NFP only involves communication if you want it to. NFP talk can completely revolve around whether or not you can have sex at any given time, if you let it. I once saw a NFP speaker tell a classroom full of Pre-Cana participants that her husband wakes up every morning when she takes her temperature so that he can write it in the little notebook he keeps on his bedside table. I think she expected everyone to sigh because of the cuteness, but all I could think was, Why would you make your husband wake up when he doesn’t have to? But maybe he wants to do it. Maybe my husband just needs to grow in virtue, and I need to give him the opportunity to engage in a daily act of self-sacrificial love. But probably not.

You’re not less likely to get divorced because you practice NFP. That’s a correlation, not a causation. It’s not like NFP is some magical remedy for marital dissatisfaction. It’s more likely the case that the type of couple likely to use NFP (and stick with it) is also the type of couple that’s less likely to divorce. And that probably derives from the fact that many couples who don’t believe in using contraception also don’t believe in getting a divorce.

NFP is not easy. Yes, it requires virtue, but it also can require some trial and error. My husband and I tried a few forms of NFP before finding a method that worked for us. It’s wonderful that there are so many different types of NFP out there, but that also means it might take a while before you find the type that works best for you and your family.

NFP often does mean less sex, especially if you’re really adamant that you not become pregnant. Many of the cheaper forms of NFP require several days (around a week for many women) where abstinence will be required if you’re trying to prevent pregnancy. The window of possible fertility can be quite long depending on what form of NFP you choose, which might be tough for some couples to accept.

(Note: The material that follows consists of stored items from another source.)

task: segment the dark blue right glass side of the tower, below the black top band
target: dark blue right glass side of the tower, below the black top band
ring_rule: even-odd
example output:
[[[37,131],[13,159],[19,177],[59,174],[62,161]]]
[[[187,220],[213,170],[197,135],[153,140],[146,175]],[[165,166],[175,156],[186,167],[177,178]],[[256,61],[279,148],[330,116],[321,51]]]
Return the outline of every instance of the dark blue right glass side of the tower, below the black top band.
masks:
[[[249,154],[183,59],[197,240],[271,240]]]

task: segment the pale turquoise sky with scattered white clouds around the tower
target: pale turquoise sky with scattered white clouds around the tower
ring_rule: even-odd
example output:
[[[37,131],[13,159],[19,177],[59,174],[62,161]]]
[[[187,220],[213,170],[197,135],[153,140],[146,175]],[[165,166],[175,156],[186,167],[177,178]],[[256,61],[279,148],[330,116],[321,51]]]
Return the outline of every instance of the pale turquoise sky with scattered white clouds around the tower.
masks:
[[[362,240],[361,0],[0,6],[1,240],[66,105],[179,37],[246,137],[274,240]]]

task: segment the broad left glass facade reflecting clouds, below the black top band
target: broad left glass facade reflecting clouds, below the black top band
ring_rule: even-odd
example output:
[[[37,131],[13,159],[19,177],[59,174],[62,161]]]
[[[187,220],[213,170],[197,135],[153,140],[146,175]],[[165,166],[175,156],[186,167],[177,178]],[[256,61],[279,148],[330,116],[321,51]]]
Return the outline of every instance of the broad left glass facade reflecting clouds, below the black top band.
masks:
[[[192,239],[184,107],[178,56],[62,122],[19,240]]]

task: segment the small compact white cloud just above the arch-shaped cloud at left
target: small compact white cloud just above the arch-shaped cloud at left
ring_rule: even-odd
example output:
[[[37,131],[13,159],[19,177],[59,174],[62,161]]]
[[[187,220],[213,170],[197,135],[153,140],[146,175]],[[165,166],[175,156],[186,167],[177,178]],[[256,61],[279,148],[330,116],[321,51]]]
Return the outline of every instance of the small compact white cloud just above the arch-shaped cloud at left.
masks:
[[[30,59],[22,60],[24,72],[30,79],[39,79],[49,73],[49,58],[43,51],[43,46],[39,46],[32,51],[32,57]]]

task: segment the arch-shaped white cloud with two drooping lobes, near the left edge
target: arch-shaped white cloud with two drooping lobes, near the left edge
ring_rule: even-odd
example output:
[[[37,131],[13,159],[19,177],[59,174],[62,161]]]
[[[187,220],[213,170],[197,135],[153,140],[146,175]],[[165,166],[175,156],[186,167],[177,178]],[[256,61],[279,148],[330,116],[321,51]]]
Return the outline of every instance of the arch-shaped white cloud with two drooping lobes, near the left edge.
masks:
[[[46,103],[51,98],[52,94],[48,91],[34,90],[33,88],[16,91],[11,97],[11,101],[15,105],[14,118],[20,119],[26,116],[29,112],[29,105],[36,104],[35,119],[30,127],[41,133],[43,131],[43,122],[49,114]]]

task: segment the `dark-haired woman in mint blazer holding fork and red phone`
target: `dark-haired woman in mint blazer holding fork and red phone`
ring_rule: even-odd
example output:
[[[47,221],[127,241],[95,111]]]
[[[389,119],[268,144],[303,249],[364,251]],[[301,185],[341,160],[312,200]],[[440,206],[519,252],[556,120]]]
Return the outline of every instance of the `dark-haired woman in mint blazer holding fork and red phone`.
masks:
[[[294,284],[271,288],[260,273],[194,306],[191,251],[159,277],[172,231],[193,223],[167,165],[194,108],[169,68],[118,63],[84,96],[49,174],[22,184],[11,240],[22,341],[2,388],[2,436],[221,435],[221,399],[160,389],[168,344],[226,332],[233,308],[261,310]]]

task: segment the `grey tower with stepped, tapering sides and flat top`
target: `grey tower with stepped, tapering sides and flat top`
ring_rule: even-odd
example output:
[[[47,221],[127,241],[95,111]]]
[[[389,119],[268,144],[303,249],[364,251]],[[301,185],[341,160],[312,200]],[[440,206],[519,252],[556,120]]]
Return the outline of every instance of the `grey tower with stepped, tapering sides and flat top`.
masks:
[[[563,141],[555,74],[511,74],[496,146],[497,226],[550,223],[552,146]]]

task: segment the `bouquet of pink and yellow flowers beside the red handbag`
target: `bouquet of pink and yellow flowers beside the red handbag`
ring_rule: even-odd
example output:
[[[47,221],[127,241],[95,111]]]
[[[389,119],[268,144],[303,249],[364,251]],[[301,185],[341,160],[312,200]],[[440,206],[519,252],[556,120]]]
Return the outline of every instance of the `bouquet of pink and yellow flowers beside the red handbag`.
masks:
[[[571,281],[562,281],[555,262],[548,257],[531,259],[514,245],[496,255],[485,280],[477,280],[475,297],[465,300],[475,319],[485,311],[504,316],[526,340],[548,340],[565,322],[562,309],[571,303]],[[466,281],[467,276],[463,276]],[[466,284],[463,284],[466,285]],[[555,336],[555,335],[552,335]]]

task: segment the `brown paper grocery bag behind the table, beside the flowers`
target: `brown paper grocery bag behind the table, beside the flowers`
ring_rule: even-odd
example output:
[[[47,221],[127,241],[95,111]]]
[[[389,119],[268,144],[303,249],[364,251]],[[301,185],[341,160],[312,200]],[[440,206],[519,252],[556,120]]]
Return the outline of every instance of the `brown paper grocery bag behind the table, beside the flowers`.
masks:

Some forms of NFP are very effective, and some methods are less so, but most of them need some room for user error. NFP relies on human virtue, and some of us struggle with chastity. NFP can only be really effective at preventing pregnancy if couples have the virtue necessary to say “no” when they need to. Many methods can also malfunction. Thermometers might break. Predictions of fertility might be off by a day or two. Most methods of NFP are very effective, but they have to be used correctly.

I think there’s a feeling among Pre-Cana coordinators that if we’re up front and honest about NFP, no one will give it a try. But if we’re not up front and honest, most couples won’t stick with it. They’ll feel disillusioned and betrayed like I did, and they might not have the moral conviction that my husband and I had to stick with it even when it is difficult. And I don’t think we give couples enough credit. They can handle the truth. And they can detect a lie. So don’t tell them NFP will always be easy. Tell them why it’s worth it even when it’s hard. Don’t tell them that it’ll improve communication. Tell them that communication and prayer are always necessary for a healthy marriage. Don’t tell them that NFP will be 99% effective. Tell them that it’s effective when it’s used correctly, but NFP will require virtue and chastity.

We need to be honest because we’re not doing couples any favors by sugar-coating the reality of NFP. If we want couples to stick with NFP, we need to give them a reason why it’s worth it. We can’t make false promises. We can’t romanticize what many couples find very difficult. We need to help couples see the beauty in God’s plan. We need to help them recognize the great good that is the gift of children. We have to change their hearts with the truth because we’re not going to change their minds with our sugar-coated lies.